Purpose: To study the feasibility of the in vivo [F]-DPA-714 TSPO positron emission tomography (PET) to detect glial activation in a rat model of progressive parkinsonism induced by viral-mediated overexpression of A53T mutated human α-synuclein (hα-syn) in the substantia nigra pars compacta (SNpc).

Methods: We conducted a cross-sectional study in a model of progressive parkinsonism. Bilateral intranigral injections with 2/9 adeno-associated viral vectors encoding either hα-syn (AAV-hα-syn) or green fluorescent protein (AAV-GFP) were performed in rats (n = 60). In vivo [F]-DPA-714 PET imaging was performed at different time points after inoculation (p.i.) of the viral vector (24 and 72 h and 1, 2, 3, and 16 weeks). Images were analyzed to compute values of binding potential (BP) in the SNpc and striatum using a volume of interest (VOI) analysis. Immunohistochemistry of markers of dopaminergic degeneration (tyrosine hydroxylase (TH)), microglia (Iba-1), and astrocytes (GFAP) was carried out. Binding potential (BP) of [F]-DPA-714 PET in the in vivo PET study was correlated with post-mortem histological markers.
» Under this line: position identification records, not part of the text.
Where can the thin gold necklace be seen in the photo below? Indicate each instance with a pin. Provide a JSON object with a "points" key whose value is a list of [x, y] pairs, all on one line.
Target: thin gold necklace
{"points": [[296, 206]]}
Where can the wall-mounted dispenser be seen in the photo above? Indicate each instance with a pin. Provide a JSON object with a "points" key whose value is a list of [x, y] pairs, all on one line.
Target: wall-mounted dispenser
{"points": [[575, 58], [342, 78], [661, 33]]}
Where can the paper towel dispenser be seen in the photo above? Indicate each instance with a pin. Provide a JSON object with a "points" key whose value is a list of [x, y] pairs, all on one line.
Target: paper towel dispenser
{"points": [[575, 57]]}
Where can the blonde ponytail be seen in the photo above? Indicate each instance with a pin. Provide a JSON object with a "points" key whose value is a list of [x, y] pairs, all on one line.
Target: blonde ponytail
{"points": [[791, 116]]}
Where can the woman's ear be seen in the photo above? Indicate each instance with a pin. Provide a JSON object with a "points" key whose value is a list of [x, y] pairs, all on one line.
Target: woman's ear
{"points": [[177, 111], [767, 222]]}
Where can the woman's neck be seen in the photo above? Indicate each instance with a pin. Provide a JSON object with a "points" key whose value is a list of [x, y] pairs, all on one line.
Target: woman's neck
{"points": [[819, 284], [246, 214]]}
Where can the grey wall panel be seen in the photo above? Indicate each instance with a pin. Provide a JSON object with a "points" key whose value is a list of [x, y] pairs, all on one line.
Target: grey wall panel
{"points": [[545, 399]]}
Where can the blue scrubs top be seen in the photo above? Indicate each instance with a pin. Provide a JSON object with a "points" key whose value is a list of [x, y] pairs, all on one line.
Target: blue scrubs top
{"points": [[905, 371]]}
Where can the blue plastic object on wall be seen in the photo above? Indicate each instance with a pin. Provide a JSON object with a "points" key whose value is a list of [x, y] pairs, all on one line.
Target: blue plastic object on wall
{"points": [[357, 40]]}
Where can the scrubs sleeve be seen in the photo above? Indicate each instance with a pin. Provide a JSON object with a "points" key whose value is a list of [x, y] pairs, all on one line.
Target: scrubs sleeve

Results: In the SNpc of AAV-hα-syn rats, there was higher in vivo [F]-DPA-714 BP (p < 0.05) and increased number of post-mortem Iba-1 cells (p < 0.05) from second week p.i. onwards, which were highly correlated (p < 0.05) between each other. These findings antedated the nigral reduction of TH cells that occurs since third week p.i. (p < 0.01). In addition, the [F]-DPA-714 BP was inversely correlated (p < 0.05) with the TH cells. In contrast, GFAP cells only increased at 16 weeks p.i. and did not correlate with the in vivo results. In the striatum, no changes in the number of Iba-1 and GFAP cells were observed, but an increment in the [F]-DPA-714 BP was found at 16 weeks p.i.

Conclusions: Our study showed that in vivo PET study with [F]-DPA-714 is a selective and reliable biomarker of microglial activation and could be used to study preclinical stages of Parkinson's disease (PD) and to monitor the progression of the disease.